Setting a rent price is often a difficult decision. You want to maximize profits without scaring away renters to less expensive rival properties. There are a few reasons why you should spend extra time evaluating the amount to charge for rent on your investment property. It can really impact you in the long run - both in your vacancy rate and your ability to cover costs and generate a return on your investment. Once you have established the amount to charge, it's wise to periodically re-evaluate your price because of various market forces.
The more experience you have at renting properties, the better idea you will have at maximizing your income without having frequent or unnecessary vacancies. A common mistake for landlords to make is to be unsure of the amount to charge for rent and subsequently ask the tenant what they think the fair amount of rent is - even though the rent can eventually be increased, you run the risk of cutting profits by using this method versus establishing an optimum amount of rent to charge based on proven techniques that you can accomplish entirely on your own.

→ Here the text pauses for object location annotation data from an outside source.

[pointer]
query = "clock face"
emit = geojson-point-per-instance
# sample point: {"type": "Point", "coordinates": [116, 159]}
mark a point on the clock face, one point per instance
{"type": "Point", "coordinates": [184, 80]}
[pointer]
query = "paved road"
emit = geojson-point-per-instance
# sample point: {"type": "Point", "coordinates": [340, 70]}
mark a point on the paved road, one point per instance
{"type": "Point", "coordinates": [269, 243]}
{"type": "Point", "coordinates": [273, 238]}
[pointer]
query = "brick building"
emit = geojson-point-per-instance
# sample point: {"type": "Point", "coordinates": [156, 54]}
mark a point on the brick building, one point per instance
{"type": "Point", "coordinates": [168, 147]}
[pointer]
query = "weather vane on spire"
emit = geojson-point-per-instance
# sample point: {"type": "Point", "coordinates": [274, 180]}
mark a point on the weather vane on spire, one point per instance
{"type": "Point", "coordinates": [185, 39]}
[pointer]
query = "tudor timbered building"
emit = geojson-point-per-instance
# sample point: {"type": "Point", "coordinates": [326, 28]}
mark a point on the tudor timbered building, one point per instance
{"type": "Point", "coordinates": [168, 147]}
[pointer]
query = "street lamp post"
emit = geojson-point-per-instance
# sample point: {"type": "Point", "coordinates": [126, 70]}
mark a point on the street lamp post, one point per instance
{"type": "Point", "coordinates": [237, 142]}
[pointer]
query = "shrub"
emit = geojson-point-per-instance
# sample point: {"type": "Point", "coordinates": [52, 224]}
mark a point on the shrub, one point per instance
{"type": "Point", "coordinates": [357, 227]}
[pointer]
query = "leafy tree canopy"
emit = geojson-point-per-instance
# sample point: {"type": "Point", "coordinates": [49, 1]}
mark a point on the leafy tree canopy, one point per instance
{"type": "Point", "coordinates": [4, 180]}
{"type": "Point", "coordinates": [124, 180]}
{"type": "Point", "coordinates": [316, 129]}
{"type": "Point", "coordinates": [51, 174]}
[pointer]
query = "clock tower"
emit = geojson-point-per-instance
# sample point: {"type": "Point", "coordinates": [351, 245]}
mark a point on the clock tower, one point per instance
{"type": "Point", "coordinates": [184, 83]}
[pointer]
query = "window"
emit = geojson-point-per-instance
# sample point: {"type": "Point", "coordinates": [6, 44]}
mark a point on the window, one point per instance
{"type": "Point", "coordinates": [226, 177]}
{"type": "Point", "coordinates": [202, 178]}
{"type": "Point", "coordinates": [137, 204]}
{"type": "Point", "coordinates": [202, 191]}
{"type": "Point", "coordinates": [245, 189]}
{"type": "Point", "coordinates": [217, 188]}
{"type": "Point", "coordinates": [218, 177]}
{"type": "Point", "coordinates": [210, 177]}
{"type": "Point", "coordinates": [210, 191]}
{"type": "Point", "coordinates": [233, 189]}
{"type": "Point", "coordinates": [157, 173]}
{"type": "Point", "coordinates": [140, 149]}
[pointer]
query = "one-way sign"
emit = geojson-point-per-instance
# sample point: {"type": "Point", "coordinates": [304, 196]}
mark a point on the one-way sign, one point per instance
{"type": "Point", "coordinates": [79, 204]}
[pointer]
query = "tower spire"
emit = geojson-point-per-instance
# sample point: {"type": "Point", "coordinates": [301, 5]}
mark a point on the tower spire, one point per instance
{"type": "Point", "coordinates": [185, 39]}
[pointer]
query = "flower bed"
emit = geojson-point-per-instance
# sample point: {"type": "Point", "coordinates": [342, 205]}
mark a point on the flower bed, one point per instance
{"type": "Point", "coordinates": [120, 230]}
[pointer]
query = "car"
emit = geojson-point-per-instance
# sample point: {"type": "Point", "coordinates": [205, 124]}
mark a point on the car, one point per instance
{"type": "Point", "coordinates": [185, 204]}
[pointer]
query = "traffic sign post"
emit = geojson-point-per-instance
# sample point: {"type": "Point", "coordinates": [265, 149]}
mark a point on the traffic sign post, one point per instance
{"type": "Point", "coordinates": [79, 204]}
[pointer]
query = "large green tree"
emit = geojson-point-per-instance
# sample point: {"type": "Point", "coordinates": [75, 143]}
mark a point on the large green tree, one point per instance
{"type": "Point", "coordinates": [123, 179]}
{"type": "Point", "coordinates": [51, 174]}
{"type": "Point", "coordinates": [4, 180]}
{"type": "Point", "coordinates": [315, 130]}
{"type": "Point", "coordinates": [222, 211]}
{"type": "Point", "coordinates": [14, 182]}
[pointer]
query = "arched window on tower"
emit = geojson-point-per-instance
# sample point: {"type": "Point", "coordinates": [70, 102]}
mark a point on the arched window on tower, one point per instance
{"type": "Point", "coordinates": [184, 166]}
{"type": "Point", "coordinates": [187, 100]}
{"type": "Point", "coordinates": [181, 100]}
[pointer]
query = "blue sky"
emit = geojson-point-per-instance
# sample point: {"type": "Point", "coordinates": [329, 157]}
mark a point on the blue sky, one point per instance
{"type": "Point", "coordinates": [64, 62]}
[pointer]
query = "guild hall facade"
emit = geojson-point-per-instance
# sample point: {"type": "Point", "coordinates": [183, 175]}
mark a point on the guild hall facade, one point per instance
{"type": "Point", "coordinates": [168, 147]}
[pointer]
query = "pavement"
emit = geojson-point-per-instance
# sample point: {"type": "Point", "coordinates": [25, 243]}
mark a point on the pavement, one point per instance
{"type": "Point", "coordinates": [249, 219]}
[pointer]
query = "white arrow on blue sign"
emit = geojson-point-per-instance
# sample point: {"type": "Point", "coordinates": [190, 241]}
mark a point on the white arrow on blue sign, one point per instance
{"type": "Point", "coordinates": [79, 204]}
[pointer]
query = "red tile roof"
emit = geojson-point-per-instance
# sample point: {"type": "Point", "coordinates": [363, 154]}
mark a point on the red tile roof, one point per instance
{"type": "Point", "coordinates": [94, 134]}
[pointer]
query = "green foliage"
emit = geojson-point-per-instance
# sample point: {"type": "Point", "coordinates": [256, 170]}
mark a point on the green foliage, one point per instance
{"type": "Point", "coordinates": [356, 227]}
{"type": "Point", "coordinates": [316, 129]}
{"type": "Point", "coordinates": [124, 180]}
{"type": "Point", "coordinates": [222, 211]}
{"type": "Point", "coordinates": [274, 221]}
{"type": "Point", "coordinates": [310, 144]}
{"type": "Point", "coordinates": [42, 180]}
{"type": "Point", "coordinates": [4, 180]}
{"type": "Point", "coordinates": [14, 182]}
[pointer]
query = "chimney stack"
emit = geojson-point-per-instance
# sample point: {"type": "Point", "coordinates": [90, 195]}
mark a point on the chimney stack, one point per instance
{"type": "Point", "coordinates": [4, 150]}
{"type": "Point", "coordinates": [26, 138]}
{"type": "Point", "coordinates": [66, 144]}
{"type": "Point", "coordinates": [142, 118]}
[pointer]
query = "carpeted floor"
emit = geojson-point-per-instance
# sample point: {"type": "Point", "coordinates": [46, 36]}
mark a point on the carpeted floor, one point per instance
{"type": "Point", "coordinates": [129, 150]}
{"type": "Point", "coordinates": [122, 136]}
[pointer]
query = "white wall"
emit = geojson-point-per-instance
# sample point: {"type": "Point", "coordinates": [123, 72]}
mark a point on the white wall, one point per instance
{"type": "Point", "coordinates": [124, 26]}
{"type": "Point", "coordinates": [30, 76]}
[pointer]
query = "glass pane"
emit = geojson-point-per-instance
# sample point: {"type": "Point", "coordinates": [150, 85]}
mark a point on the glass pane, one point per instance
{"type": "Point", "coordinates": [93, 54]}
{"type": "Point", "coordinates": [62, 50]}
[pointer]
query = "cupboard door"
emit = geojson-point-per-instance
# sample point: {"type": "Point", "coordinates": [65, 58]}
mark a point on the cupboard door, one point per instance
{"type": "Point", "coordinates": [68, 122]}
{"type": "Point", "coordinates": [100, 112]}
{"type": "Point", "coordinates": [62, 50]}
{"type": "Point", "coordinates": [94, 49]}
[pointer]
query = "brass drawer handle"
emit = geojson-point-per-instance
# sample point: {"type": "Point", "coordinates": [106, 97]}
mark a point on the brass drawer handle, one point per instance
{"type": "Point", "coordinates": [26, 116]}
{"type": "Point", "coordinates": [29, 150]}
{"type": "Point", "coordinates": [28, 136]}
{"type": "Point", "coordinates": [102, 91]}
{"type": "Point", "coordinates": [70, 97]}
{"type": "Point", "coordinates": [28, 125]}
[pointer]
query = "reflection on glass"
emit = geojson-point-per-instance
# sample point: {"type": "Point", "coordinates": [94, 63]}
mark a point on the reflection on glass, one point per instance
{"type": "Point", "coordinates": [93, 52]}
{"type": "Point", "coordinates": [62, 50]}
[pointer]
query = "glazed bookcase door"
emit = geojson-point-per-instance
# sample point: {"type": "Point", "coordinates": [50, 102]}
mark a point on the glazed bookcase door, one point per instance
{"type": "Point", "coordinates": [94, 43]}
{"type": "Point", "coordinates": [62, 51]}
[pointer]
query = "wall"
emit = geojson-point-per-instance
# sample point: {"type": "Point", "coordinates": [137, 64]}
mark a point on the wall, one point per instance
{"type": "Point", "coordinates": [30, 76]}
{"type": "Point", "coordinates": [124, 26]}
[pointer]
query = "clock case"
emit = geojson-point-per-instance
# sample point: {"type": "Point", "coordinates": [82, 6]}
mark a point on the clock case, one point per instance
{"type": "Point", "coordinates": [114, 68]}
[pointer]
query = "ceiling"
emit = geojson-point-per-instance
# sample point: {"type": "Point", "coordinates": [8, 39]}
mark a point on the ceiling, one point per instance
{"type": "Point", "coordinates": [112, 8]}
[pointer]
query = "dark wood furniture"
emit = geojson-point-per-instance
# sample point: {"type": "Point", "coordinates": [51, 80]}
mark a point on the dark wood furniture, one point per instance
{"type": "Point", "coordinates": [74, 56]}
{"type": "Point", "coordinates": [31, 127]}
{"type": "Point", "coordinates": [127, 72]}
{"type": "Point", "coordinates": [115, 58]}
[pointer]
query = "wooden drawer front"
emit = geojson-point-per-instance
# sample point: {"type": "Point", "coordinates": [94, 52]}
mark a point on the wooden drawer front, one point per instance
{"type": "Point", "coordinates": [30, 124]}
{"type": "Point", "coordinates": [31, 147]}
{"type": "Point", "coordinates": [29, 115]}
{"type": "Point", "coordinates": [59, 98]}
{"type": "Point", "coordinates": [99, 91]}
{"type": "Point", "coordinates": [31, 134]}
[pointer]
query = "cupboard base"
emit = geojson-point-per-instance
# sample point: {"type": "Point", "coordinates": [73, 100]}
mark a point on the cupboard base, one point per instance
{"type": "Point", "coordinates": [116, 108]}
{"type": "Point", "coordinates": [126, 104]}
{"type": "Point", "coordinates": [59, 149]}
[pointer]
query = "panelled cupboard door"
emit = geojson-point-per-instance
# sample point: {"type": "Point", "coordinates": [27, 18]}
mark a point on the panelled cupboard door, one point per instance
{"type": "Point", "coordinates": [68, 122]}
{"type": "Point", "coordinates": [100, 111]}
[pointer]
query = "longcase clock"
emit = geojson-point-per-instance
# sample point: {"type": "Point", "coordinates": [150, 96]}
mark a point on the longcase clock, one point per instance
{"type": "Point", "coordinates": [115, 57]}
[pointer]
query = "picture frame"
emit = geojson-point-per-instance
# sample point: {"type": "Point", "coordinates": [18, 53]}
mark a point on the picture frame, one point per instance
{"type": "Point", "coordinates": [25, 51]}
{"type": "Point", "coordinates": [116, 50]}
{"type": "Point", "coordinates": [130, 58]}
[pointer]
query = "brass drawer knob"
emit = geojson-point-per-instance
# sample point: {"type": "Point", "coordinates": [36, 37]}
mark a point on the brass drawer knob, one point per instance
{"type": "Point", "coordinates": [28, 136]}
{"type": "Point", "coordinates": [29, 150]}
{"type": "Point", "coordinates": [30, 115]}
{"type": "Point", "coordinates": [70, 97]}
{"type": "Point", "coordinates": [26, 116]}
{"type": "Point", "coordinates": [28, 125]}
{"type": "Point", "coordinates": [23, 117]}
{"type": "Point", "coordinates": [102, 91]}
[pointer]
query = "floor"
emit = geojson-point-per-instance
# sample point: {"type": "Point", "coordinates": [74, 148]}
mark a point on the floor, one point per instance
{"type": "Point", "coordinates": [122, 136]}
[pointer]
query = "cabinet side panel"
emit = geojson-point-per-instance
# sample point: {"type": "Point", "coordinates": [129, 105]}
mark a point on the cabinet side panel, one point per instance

Classically, there are two main methods behind determining how much rent to charge for investment and rental property, the first being return on investment, and the second being market analysis. Let's explore both of these techniques in more detail.
|If you plan to follow the return on investment model for setting rent prices, you first need to determine the costs of owning and operating your rental property. Items to consider here are the costs for carrying your mortgage, management company fees (if applicable), rental property insurance, maintenance fees for all seasons, and the amount of profit you desire from the property as a whole. If you're looking for a "how much rent to charge calculator", this is the approach that you want.
Looking at a simple example should provide you with some guidance here.
Typically, the ideal way to determine how much to charge for rent on your investment properties is to combine your return on investment analysis with a market survey of comparable rental properties in your area – the word comparable is key here, keep in mind that rent can vary significantly from street to street within a single city or neighborhood, and you need to take this into consideration when adjusting rent.
It’s up to you make unbiased adjustments to your rent based upon rival properties in the area (i.e. if we’re looking at similar properties, and other properties have parking, while your property does not, be realistic in know that on a head-to-head feature comparison, you need to adjust your rent down slightly vis-à-vis your rivals).
After you determine which rental properties are comparable, finding out the current market rent is easy. Local papers and Craigslist are a great way to get general information about the market, although simply looking at ads might not allow you to determine if a property is a true comparable, you should make an appointment, and see the property in person. Putting yourself in the shoes of the potential renter can be a smart move. Be one step ahead of them by knowing about surrounding monthly property rents. This way you can charge an optimum amount that is within an acceptable range.
Evaluating how much rent is being charged for similar rental properties in comparable locations is a great way to gather information before locking in on your monthly rent prices. Ensure that you are basing your rent off what the market is saying "yes" to, meaning, look at actual rental prices on units that renters have agreed to versus basing your decision of how much rent to charge on original rental list prices (which may or may not accurately reflect what the market will bear). This concept is similar to a sales price to original list price ratio that you see in listing property for sale.